How Do You Build a Culture That Supports Rapid Change?

In January 2003, the American Companies, a privately held, 104-year-old shipping and customs brokerage firm, took a step toward becoming a real-time enterprise when it launched AmeriTrack, a system that provides customers with current information about the location and customs status of everything they are shipping. Robert Miller, CIO of the Englewood Cliffs, N.J.-based company, expects the system will help his company compete against larger shippers and lock in customer loyalty.

However, Miller found the company's clerical staff didn't understand that information about the cargo was now just as important to the customer as the cargo, or that sloppy, inaccurate or incomplete data was now visible. In one case, a clerk forgot to note in the system that a ship would arrive three weeks late, figuring he could wait until the ship neared port before typing it in. But while the clerk didn't think the delay was important, the customer—a retailer that was depending on the goods in that shipment for an advertised sale—did. If he had to do it over again, Miller says, "I would have had meetings with all these people to let them be involved. If they don't have ownership, they're just a guest—they think it's someone else's problem."

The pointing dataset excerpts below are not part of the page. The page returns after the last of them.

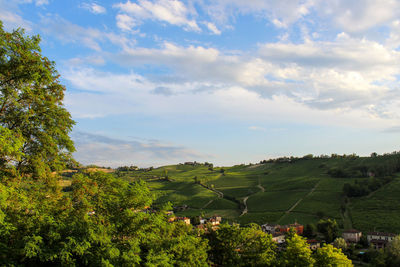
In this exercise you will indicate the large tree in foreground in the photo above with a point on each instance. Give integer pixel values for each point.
(33, 121)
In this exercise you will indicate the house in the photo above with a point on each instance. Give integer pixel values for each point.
(215, 220)
(276, 228)
(380, 239)
(313, 244)
(351, 236)
(297, 227)
(177, 219)
(269, 228)
(278, 238)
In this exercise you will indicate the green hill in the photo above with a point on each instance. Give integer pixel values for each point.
(286, 190)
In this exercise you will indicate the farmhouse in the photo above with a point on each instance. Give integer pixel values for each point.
(380, 239)
(297, 227)
(313, 244)
(269, 228)
(177, 219)
(278, 238)
(351, 236)
(215, 220)
(276, 228)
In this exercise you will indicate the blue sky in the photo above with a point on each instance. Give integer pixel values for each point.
(154, 82)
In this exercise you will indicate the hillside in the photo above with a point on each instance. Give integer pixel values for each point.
(283, 191)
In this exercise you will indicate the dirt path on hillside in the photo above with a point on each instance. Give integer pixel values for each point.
(298, 202)
(219, 193)
(260, 186)
(245, 206)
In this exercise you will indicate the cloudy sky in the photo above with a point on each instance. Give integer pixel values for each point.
(152, 82)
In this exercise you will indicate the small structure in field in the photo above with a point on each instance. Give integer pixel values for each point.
(380, 239)
(313, 244)
(351, 236)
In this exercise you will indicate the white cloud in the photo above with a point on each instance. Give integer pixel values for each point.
(280, 12)
(12, 21)
(105, 151)
(41, 2)
(356, 16)
(94, 8)
(67, 32)
(112, 94)
(257, 128)
(213, 28)
(125, 22)
(173, 12)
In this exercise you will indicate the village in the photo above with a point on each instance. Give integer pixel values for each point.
(351, 237)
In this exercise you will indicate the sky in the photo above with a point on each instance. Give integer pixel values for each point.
(156, 82)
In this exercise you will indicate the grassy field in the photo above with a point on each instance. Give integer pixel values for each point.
(284, 192)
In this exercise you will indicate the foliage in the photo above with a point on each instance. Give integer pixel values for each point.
(310, 230)
(296, 252)
(31, 108)
(102, 221)
(235, 246)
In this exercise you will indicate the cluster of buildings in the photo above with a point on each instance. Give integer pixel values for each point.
(213, 221)
(278, 231)
(352, 236)
(377, 239)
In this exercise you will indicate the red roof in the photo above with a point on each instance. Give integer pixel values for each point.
(382, 234)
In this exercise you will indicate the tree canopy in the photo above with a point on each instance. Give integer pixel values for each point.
(33, 122)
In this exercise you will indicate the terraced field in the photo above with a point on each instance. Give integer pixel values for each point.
(286, 192)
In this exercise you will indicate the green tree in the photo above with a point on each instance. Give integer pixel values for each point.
(329, 256)
(393, 252)
(297, 252)
(31, 108)
(310, 230)
(236, 246)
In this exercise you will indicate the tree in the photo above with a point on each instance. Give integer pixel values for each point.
(393, 252)
(235, 246)
(297, 252)
(31, 108)
(310, 230)
(329, 256)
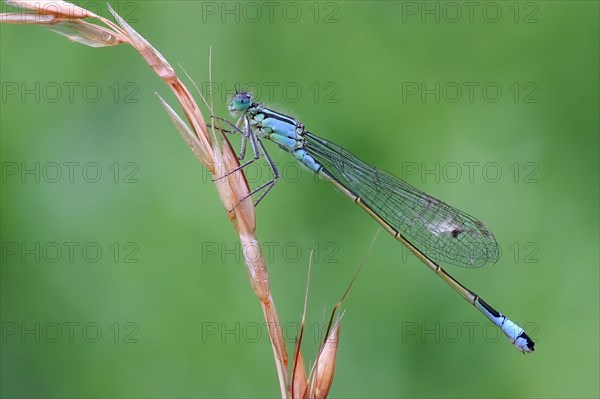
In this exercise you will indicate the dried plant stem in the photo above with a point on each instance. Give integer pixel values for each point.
(214, 151)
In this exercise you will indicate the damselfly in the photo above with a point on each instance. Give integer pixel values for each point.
(431, 229)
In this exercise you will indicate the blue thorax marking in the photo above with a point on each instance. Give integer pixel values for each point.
(282, 130)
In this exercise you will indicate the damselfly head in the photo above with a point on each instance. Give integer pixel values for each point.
(240, 102)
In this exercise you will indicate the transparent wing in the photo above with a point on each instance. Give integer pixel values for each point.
(440, 231)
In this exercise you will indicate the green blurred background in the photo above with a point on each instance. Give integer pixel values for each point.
(166, 308)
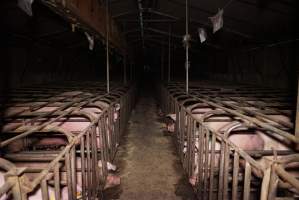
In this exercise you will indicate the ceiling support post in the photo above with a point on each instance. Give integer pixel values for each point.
(107, 48)
(169, 53)
(162, 62)
(187, 38)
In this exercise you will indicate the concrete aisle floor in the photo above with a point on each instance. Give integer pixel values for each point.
(148, 164)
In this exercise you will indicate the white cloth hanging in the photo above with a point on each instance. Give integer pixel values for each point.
(25, 5)
(90, 41)
(217, 21)
(202, 34)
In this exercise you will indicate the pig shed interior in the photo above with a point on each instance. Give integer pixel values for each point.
(149, 99)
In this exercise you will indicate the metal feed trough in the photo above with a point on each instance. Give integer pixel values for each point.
(76, 168)
(224, 170)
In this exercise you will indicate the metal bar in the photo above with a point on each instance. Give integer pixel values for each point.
(235, 177)
(162, 62)
(187, 46)
(107, 48)
(169, 52)
(125, 68)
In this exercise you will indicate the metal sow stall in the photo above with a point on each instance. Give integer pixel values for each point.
(234, 142)
(58, 142)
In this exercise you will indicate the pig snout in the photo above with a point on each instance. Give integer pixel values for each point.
(112, 181)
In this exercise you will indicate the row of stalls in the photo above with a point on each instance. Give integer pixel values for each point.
(234, 141)
(59, 141)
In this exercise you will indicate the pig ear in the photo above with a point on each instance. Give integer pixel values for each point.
(117, 106)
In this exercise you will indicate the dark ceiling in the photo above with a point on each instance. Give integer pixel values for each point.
(247, 23)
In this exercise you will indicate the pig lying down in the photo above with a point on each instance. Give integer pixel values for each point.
(111, 181)
(244, 138)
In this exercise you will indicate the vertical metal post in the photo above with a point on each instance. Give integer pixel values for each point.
(297, 117)
(107, 47)
(187, 46)
(131, 71)
(169, 53)
(125, 68)
(162, 63)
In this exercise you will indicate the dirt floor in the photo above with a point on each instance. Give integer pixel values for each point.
(148, 163)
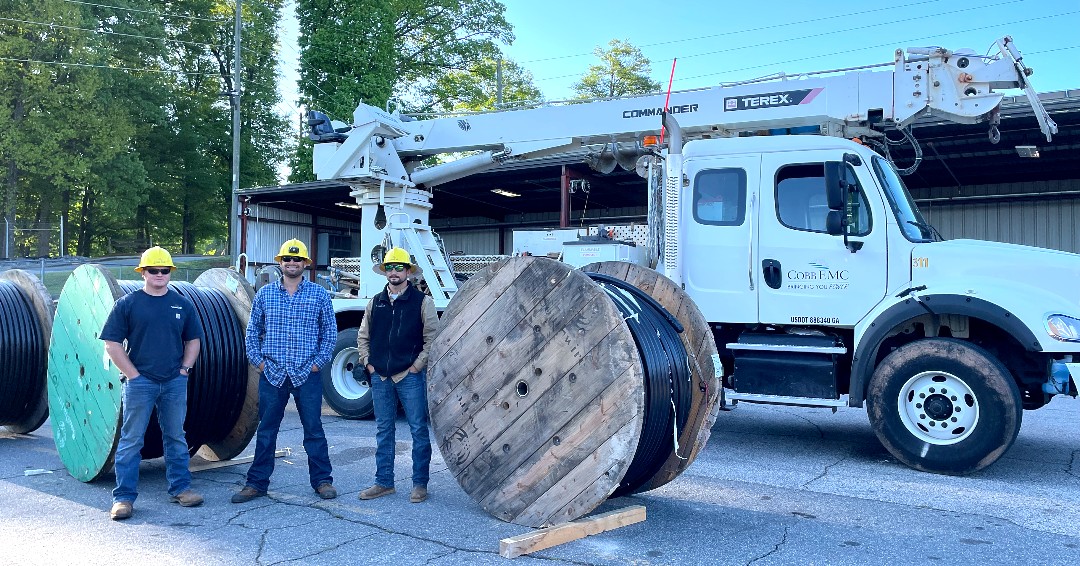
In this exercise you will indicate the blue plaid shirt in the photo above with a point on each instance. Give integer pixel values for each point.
(291, 333)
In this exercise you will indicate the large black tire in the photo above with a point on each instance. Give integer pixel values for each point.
(944, 405)
(346, 385)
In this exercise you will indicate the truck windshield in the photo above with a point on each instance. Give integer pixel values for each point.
(915, 227)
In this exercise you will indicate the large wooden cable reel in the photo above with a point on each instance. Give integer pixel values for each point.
(537, 393)
(84, 388)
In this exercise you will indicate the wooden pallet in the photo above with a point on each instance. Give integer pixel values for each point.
(547, 538)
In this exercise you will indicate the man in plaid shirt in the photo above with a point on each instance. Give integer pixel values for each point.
(291, 338)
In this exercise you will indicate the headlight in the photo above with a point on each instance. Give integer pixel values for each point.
(1063, 327)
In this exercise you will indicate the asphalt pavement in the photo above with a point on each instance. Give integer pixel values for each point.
(774, 485)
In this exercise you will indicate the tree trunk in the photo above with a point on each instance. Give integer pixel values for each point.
(43, 234)
(65, 206)
(85, 230)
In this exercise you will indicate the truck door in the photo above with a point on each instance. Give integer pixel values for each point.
(809, 277)
(717, 263)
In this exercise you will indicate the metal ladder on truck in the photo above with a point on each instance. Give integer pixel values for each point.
(420, 241)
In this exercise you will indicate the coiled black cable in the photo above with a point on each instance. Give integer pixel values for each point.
(23, 355)
(217, 383)
(667, 388)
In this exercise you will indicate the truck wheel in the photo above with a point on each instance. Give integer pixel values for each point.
(943, 405)
(345, 386)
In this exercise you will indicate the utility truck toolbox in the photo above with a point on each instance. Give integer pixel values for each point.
(786, 365)
(594, 248)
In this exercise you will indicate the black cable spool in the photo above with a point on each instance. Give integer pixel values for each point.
(21, 349)
(667, 382)
(25, 322)
(553, 389)
(216, 386)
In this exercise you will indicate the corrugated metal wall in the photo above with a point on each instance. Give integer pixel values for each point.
(1043, 214)
(268, 227)
(472, 242)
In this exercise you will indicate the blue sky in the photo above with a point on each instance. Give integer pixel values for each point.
(723, 41)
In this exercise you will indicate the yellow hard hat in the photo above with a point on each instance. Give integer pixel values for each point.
(293, 247)
(396, 255)
(156, 256)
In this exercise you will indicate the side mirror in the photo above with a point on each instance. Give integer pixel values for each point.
(834, 223)
(836, 185)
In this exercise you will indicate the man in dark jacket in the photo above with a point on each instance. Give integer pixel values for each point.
(399, 326)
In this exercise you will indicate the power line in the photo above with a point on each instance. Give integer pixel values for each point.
(763, 28)
(146, 69)
(829, 53)
(162, 14)
(875, 46)
(108, 32)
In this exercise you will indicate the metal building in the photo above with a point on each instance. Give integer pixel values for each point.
(1021, 190)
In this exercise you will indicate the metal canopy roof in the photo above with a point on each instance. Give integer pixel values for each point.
(954, 155)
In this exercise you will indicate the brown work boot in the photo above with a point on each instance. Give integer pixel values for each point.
(376, 490)
(246, 495)
(121, 510)
(326, 490)
(188, 498)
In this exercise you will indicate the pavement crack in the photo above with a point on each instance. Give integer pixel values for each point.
(775, 548)
(823, 473)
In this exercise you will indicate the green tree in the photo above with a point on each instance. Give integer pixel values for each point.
(622, 70)
(56, 126)
(373, 51)
(475, 89)
(347, 55)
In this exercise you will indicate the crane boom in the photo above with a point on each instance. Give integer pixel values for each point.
(958, 85)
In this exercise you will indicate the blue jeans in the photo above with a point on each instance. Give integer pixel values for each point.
(412, 391)
(309, 405)
(139, 398)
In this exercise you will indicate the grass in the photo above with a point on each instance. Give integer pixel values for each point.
(185, 271)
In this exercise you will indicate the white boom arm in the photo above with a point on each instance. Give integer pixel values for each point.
(956, 84)
(378, 156)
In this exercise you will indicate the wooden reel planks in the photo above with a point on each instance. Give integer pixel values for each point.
(700, 346)
(41, 304)
(536, 391)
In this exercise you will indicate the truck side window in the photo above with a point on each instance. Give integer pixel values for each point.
(719, 197)
(801, 203)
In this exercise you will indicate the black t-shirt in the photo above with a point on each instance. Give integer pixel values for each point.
(156, 329)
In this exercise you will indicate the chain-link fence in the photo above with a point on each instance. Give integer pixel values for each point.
(22, 239)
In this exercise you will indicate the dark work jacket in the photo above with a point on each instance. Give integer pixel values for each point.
(396, 331)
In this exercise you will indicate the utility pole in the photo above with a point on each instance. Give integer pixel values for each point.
(234, 97)
(498, 82)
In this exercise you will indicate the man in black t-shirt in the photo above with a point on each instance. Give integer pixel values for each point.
(163, 335)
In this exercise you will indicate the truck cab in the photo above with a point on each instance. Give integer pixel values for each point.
(825, 286)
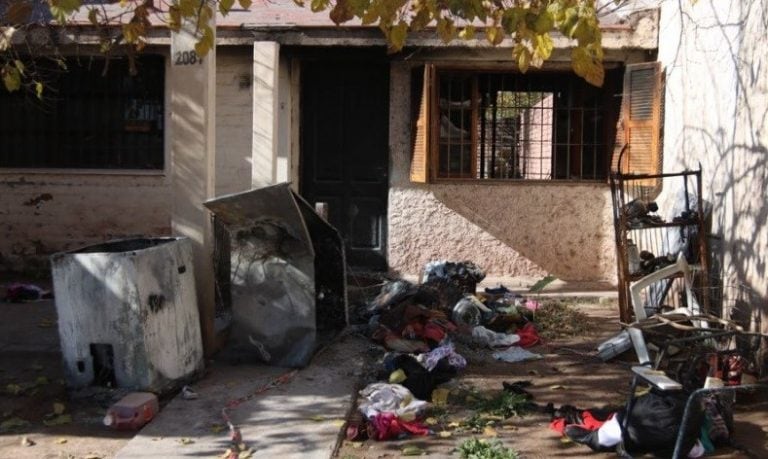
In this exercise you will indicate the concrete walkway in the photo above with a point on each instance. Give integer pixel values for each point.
(300, 418)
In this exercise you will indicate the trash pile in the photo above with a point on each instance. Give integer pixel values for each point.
(418, 325)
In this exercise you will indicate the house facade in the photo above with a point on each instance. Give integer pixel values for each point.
(716, 66)
(436, 152)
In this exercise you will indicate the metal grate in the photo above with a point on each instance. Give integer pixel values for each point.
(87, 120)
(511, 126)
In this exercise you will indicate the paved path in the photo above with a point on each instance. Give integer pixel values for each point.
(301, 418)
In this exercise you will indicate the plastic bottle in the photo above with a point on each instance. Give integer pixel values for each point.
(132, 411)
(633, 257)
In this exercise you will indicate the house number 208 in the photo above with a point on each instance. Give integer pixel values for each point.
(187, 58)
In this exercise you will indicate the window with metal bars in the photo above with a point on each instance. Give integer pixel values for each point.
(494, 125)
(88, 118)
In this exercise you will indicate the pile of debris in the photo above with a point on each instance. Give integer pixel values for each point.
(418, 324)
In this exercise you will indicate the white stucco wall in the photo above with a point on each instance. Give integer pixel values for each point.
(86, 208)
(234, 119)
(81, 209)
(714, 53)
(514, 229)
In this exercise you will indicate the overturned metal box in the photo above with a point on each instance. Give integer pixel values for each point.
(287, 275)
(127, 313)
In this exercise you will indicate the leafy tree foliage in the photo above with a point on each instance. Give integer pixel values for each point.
(527, 24)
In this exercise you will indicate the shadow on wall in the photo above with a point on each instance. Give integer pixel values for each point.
(732, 147)
(564, 230)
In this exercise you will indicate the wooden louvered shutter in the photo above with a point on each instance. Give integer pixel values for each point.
(641, 119)
(421, 135)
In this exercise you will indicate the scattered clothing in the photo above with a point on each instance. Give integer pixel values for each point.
(515, 354)
(493, 339)
(528, 335)
(387, 426)
(430, 359)
(389, 398)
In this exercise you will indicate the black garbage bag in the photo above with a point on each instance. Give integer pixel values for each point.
(464, 275)
(654, 422)
(420, 381)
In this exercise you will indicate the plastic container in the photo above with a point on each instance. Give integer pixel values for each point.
(619, 344)
(633, 257)
(132, 411)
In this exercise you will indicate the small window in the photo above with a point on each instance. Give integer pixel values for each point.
(88, 118)
(502, 125)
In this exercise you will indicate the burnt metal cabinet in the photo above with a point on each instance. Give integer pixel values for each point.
(127, 313)
(663, 215)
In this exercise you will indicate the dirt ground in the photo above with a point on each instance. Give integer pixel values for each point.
(569, 373)
(39, 418)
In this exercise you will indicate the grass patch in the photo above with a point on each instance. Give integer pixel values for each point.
(556, 318)
(475, 448)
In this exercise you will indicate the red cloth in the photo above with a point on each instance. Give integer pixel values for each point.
(528, 335)
(387, 426)
(588, 421)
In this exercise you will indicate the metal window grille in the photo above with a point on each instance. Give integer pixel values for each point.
(511, 126)
(87, 119)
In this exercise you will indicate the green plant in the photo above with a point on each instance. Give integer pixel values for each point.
(505, 404)
(475, 448)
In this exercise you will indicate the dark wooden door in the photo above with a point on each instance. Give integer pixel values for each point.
(344, 152)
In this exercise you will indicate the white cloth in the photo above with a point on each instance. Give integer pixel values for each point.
(515, 354)
(389, 398)
(492, 339)
(609, 434)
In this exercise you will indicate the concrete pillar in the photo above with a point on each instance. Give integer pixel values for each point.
(192, 85)
(266, 65)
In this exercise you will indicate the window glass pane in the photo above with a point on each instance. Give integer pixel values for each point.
(94, 115)
(538, 127)
(455, 121)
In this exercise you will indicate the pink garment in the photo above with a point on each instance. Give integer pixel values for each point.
(528, 335)
(387, 426)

Miller's experience underscores the saying, it's not the technology, it's the people. When companies move to real-time systems or seek to rapidly change business processes, it's critical that employees understand the need for these changes, how the new system or process works, and how it will affect them, according to Barton Goldenberg, founder and president of ISM Inc., a CRM and real-time enterprise consultancy in Bethesda, Md. Few do this well, he says, and the results of our latest survey bear him out: 45 percent of IT executives say their company has done either a somewhat or very poor job creating a corporate culture that helps them make rapid changes in business processes.

We asked a dozen CIOs, project leaders and experts what's required to create that kind of culture, and not surprisingly we heard a great deal about leaders, champions, vision, innovation, compensation and communicating to employees how change will benefit them. Some companies have found inventive ways to involve employees in changes in process. Executives at Vision Service Plan of Rancho Cordova, Calif., a provider of employee eye care benefit plans, startled employees with a fake announcement about changes to the company's casual dress code, and used it to launch a discussion about how people react to change and to reassure their staff that it was committed to helping them adjust to a new client-management system, according to Jennifer Smith, a project leader.

Supporting rapid changes to business processes, however, requires a culture that can repeatedly foster change. One corporation that is seeking to build that kind of culture is DTE Energy, the Detroit-based generator and distributor of electricity and other forms of energy. Among other values, Lynne Ellyn, senior vice president and CIO, says her company stresses organizational learning because "hardiness and adaptability depend on learning and growing." DTE has borrowed the U.S. military's practice of holding "after-action reviews" (AARs) after implementing new systems, processes and projects—even corporate mergers. In an AAR, managers and employees systematically study what went well, what didn't and why, in order to share and apply these lessons in the future. AARs not only help DTE's IT staff learn how to change processes more quickly, but to be less afraid to take some risks. "People are encouraged to embrace a little uncertainty and take on a project they haven't done before, because if it doesn't go as well as hoped, the consequence is learning, not punishment."

At Penn National Insurance, a property and casualty insurer based in Harrisburg, Pa., a renewed emphasis on accountability and execution has driven cultural change, according to Jane Koppenheffer, CIO and vice president of information technology. In the past, she says, the company was conservative and indecisive; problems lingered without anyone taking clear responsibility for resolving them. Koppenheffer credits CEO Dennis Rowe for insisting on accountability, more rapid decision-making and greater openness to change. The company started holding monthly meetings of executives and key middle managers to review business results, industry trends and issues. If there's a concern, an executive is made accountable for investigating, coming up with an action plan and presenting it at the next month's meeting. The company, says Koppenheffer, has also applied speed and accountability to its Internet projects, putting them under the auspices of a separate Internet strategy committee that approves and reviews projects every six weeks. The results have been impressive: Net income for 2002 was $32 million, a twenty-fold increase over $1.6 million in 1998, the year Rowe became CEO.

If there's something these prescriptions have in common, it's clarity. As DTE Energy's Ellyn puts it, "Agility is a byproduct of clarity around the mission, clarity around decision-making, and knowledge up and down the organization about how we respond." Make that clear, and even a shipping clerk can think like a customer.